The convertible notes carry a maturity date of 30 September 2026 and accrue interest at 14% per annum until maturity, increasing to 18% thereafter or upon default. They are secured by a first priority security interest over all of Enlitic’s tangible and intangible assets, providing investors with a strong claim on company property.
Conversion and Redemption Terms
Investors can convert the notes into CHESS Depositary Interests (CDIs) representing shares in Enlitic at an initial conversion price of A$0.025 per note. After maturity, conversion prices adjust to a 25% discount to the 10-day volume weighted average price, offering potential upside to noteholders.

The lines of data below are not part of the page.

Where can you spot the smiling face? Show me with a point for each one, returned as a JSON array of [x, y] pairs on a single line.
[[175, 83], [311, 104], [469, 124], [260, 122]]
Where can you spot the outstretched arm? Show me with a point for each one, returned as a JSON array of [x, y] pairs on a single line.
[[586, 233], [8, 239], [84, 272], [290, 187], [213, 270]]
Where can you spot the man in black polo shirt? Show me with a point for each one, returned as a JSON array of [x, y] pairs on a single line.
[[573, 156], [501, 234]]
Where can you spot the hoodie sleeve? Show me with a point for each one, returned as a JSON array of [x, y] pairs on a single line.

The company also retains the right to redeem the notes at any time, while noteholders may redeem after maturity under specified conditions.
Strategic Implications
CEO Michael Sistenich emphasised that the capital raise reflects investor confidence and will enable Enlitic to continue executing its growth strategy. The funds are earmarked to accelerate OEM partnerships, customer deployments, and ongoing development of its AI platform, which aims to streamline radiology workflows and improve healthcare outcomes globally.

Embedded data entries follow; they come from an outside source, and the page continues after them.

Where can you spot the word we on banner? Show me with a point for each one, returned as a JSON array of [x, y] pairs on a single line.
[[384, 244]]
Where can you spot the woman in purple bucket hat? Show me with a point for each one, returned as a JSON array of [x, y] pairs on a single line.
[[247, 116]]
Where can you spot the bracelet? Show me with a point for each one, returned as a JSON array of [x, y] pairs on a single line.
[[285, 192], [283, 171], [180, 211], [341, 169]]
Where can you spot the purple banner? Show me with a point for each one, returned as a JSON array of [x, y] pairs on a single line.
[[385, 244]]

However, the company has signalled that the timeline to achieve cash flow breakeven will extend beyond prior expectations. This delay is attributed to the natural cadence of customer onboarding and contract scaling rather than any fundamental shift in market demand or strategic direction.
Looking Ahead
With this capital injection, Enlitic aims to maintain operational momentum and financial flexibility through to breakeven, while preserving the ability to invest in strategic growth opportunities. The success of the second tranche depends on shareholder approval, which will be a key event to watch in the coming months.
Bottom Line?
Enlitic’s convertible note raise extends its runway but delays breakeven, underscoring the challenges of scaling AI healthcare solutions.
Questions in the middle?
- Will shareholders approve the second tranche and under what terms?
- How will market conditions affect the conversion and redemption decisions of noteholders?
- What milestones must Enlitic achieve to accelerate its path to cash flow breakeven?